Posted by fmba
on Jul 25, 2011 in MBA Financing
| 0 comments
International students may receive loans without the need for a US co-signer
You have sat your GMAT, written your essays, submitted your applications and been offered a place on that coveted overseas MBA programme. Now comes the hard part: paying for it.
The credit crunch only exacerbated a problem that had been brewing for years, as the big banks and other traditional lenders pulled out of financing international students. However, the recovery of western economies and the return of jobs for graduating MBA students has done little to improve the situation for students who want to study overseas.
"In terms of the wider market, it is becoming more difficult," says South African Cameron Stevens, one of the founders and chief executive of Prodigy Finance, which is working with Insead alumni to help fund loans for students studying there.
He points to the decision by NatWest to withdraw from the market in the UK as recently as January as further evidence of the parlous state of funding availability.
Traditional banks are not suited to the idea of MBA loans, he says, because, however global they might claim to be, they operate as a series of national branches. "It [an MBA loan scheme] sits very badly in a local banking portfolio. What they [local banks] want is the high-income local managers. But they are forced to include international students as well, who are outside their remit in terms of offering other products and services."
The first signals of a crisis in funding for international students hit in the summer of 2008, when international students studying at schools such as Chicago Booth had to scrabble to put together loan packages.

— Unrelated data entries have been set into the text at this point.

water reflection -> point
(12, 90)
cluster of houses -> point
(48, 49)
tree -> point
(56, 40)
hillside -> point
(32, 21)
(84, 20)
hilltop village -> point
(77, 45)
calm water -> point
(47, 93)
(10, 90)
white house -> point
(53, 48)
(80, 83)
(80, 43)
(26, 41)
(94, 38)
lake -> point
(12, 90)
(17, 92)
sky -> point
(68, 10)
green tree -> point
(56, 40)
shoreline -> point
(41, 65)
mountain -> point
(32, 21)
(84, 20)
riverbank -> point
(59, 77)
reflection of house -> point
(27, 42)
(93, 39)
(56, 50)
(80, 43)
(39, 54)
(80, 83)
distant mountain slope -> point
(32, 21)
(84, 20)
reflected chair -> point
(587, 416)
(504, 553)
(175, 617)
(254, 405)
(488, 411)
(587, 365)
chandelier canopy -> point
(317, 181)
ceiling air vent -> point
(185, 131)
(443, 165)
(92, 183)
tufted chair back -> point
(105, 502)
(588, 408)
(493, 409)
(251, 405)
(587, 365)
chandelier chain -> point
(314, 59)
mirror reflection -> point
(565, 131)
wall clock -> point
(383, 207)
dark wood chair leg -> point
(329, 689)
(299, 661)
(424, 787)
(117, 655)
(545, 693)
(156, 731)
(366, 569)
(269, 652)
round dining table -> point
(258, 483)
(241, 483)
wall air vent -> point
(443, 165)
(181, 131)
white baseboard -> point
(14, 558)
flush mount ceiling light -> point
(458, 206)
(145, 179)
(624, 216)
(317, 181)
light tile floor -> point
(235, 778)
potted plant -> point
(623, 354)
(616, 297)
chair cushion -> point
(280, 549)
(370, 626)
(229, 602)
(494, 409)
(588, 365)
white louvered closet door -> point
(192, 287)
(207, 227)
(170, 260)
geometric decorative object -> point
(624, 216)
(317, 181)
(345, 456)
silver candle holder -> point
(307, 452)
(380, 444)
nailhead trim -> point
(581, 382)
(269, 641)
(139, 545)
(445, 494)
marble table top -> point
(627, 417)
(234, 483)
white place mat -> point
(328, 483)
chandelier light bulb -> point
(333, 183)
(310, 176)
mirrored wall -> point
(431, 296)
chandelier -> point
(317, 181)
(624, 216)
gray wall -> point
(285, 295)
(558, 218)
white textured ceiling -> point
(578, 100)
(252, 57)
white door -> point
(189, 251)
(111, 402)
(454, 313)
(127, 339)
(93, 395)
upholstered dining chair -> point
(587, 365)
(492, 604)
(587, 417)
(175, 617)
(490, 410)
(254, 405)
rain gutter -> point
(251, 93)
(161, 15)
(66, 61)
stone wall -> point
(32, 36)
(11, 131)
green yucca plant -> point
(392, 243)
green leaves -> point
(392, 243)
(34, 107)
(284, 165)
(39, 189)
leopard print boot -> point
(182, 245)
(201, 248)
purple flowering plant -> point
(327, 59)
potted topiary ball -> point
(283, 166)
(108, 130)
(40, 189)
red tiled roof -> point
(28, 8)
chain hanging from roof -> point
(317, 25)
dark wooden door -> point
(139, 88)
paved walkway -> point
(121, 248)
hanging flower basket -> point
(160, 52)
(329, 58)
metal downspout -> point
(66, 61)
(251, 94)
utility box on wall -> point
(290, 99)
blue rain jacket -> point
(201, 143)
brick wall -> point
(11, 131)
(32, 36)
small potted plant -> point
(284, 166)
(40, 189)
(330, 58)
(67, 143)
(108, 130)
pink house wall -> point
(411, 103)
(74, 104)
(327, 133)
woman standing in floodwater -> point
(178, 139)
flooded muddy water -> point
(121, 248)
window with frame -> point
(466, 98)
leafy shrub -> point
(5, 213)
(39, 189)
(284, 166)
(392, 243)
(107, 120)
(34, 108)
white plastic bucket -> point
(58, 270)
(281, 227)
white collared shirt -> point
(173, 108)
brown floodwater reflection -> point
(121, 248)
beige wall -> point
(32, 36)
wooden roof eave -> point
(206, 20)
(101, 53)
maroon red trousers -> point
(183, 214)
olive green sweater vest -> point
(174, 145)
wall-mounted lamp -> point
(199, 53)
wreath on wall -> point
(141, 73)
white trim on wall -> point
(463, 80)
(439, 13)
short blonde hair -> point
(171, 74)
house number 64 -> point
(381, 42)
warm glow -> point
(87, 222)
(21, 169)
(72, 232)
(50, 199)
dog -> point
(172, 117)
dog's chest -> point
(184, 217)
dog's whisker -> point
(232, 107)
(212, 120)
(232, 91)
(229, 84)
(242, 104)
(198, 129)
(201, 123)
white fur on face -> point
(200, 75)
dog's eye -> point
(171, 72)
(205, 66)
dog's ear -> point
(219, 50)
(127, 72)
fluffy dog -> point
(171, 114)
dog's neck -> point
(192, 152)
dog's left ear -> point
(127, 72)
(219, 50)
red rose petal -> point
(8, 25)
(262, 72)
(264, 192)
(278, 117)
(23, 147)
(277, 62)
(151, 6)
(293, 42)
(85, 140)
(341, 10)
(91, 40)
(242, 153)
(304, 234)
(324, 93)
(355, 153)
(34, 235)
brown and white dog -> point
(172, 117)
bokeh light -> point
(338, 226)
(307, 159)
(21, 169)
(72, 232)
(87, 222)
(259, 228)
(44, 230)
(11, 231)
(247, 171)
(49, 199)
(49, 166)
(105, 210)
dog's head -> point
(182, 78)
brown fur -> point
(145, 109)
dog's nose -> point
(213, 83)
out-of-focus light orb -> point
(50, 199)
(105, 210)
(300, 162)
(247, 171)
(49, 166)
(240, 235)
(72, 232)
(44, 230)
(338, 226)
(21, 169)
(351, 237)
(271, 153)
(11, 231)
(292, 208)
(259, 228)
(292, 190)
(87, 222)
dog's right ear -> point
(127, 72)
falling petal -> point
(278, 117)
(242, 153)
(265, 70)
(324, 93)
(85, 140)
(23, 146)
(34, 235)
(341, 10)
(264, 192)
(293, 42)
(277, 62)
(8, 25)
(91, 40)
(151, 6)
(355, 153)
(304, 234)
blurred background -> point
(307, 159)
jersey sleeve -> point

To help out its international students, Chicago Booth, along with schools such as Kellogg School of Management and the Simon school at the University of Rochester, opted into a programme brokered by GMAC, which administers the GMAT test, with Deutsche Bank, for international students to receive loans without the need for a US co-signer - the person who picks up the bill if the student defaults on the loan.
"Schools become the de facto co-signer," says Stacey Kole, deputy dean for the full-time MBA programme at Booth. She says about 50 per cent of the international students at Booth take advantage of the programme, known as Alps - affiliated loan programme for students.
Other US business schools, such as Wharton, the Darden school at the University of Virginia and, most recently, the Haas school at UC Berkeley, have turned to credit unions, not-for-profit financial co-operatives, to finance student loans.